OpenClaw vulnerability Claude Code mitigation
WebSocket hijacking (CVE-2026-25253) No gateway, no listening port
40K exposed instances No network exposure
ClawHub malware (824 malicious skills) Local plugins, smaller reviewed marketplace
Plaintext credential storage OS keychain encryption
Prompt injection to RCE (CVE-2026-30741) Multi-layer hook defense
Sandbox escape (CVE-2026-32048) Permission-based prevention
Approval bypass (CVE-2026-29607) Deterministic hook validation
Auth bypass (CVE-2026-22172) Single-user, no multi-user auth
Shadow AI (22% enterprise) Anthropic billing visibility
Moltbook breach (2.8M agents) No shared agent platform

This is not "Claude Code is more secure" as a blanket claim. It is "Claude Code's architecture does not have these specific attack surfaces." The tradeoff is less infrastructure control and vendor dependency.

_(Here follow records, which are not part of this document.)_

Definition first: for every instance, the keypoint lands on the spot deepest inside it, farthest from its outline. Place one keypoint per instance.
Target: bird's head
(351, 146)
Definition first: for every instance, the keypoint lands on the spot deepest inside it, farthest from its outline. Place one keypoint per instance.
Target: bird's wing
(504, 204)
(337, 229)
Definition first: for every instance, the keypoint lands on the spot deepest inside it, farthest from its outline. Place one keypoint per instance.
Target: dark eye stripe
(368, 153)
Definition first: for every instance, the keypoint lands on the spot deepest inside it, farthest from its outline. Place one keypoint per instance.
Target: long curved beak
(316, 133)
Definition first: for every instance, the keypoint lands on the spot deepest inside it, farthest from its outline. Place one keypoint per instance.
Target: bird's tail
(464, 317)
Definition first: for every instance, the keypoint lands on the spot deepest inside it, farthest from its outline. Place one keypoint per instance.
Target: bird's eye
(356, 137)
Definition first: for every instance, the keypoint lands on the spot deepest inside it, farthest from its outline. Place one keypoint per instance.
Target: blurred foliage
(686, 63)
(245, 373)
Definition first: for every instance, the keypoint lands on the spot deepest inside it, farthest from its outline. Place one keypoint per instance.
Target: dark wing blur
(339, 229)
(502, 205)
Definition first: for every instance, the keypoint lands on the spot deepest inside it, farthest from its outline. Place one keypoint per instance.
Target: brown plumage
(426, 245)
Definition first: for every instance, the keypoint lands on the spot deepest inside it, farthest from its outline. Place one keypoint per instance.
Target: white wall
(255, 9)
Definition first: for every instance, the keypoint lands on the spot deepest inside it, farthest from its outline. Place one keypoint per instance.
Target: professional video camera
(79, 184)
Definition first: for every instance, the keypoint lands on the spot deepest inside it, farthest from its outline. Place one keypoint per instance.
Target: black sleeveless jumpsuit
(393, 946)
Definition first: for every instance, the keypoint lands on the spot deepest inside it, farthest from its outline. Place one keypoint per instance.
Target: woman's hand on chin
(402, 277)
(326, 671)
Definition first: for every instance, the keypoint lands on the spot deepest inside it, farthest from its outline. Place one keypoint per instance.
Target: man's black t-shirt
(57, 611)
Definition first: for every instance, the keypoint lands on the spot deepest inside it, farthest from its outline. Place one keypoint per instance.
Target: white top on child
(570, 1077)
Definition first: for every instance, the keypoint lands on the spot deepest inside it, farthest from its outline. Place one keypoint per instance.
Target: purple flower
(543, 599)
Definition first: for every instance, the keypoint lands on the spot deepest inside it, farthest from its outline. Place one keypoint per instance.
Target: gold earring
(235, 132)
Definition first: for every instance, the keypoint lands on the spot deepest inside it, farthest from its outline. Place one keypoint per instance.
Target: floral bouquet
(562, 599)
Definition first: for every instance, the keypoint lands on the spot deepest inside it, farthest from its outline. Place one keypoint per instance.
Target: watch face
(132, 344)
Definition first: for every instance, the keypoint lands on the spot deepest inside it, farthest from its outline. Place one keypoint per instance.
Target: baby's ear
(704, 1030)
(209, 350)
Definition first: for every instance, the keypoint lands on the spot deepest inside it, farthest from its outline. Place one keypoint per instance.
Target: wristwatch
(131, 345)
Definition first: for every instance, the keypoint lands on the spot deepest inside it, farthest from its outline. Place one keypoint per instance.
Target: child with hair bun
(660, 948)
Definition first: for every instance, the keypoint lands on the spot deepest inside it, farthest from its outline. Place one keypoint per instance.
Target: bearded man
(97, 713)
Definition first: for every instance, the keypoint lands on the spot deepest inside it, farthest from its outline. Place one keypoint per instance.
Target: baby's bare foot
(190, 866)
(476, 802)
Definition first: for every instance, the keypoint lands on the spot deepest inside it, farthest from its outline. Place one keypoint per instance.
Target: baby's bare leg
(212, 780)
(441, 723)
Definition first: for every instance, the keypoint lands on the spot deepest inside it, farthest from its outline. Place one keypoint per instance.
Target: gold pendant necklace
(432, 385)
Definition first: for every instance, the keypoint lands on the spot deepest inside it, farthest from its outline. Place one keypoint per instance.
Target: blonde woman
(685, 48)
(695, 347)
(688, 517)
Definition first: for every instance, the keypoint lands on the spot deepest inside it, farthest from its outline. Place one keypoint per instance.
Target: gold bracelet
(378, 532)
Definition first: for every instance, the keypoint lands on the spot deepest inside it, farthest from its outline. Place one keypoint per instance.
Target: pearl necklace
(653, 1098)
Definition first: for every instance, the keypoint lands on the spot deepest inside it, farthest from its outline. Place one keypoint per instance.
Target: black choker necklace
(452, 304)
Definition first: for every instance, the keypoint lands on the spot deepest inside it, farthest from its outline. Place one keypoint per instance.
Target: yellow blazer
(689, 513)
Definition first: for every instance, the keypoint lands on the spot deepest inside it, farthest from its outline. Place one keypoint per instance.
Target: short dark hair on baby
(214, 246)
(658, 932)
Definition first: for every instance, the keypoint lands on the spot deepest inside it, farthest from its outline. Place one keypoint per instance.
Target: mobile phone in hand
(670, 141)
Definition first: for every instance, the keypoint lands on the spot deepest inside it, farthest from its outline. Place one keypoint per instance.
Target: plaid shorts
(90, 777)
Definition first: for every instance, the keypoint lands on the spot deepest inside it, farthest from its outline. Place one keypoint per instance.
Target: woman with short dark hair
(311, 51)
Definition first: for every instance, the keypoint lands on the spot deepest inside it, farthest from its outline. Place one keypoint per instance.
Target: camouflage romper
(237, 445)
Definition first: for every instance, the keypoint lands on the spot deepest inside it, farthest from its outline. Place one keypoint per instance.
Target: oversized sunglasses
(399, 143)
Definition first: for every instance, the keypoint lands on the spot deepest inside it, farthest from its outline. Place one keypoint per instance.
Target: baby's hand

Security tooling comparison

Tool OpenClaw Claude Code (with llm-security)
Built-in audit openclaw security audit --deep /security posture + /security audit
Prompt injection defense Tool policy validation 3 active hooks + static taint analysis
Supply chain scanning Manual review 7 package managers, OSV.dev, typosquat detection
Secret detection None built-in Entropy scanner + write-blocking hooks
Memory poisoning None built-in Memory poisoning scanner (CLAUDE.md, rules)
Attack simulation None built-in 38 scenarios across 7 categories
Continuous monitoring None built-in /security watch with baseline diffing
Threat modeling None built-in Interactive STRIDE/MAESTRO sessions
Framework coverage Internal checks OWASP LLM Top 10, Agentic AI Top 10, Skills Top 10, MCP Top 10, AI Agent Traps

Recommendation

Choose based on your actual requirements:

  1. Personal automation, development work: Claude Code. Smaller attack surface, active hook defense, no infrastructure to secure.

  2. Always-on daemon, multi-channel messaging: OpenClaw with hardened configuration. Follow the Blink 10-step checklist. Consider NemoClaw for kernel isolation.

  3. Enterprise, multi-tenant, compliance: NemoClaw on OpenClaw or wait for Claude Code enterprise features. Neither vanilla OpenClaw nor Claude Code currently meets SOC2 requirements.

  4. Maximum security on personal setup: Claude Code + llm-security plugin. This repo demonstrates the configuration.

Sources

All vulnerability data sourced from published research:

  • OpenClaw CVE flood analysis (openclawai.io, March 2026)
  • SecurityScorecard exposure report (40,214 instances)
  • DigitalOcean "7 OpenClaw Security Challenges" (2026)
  • Sangfor "OpenClaw Security Risks" analysis
  • OpenClaw official security documentation (docs.openclaw.ai)
  • Valletta Software hardening guide (2026)
  • Nebius architecture analysis

CVE numbers verified against NVD. Statistics represent point-in-time measurements from the cited reports.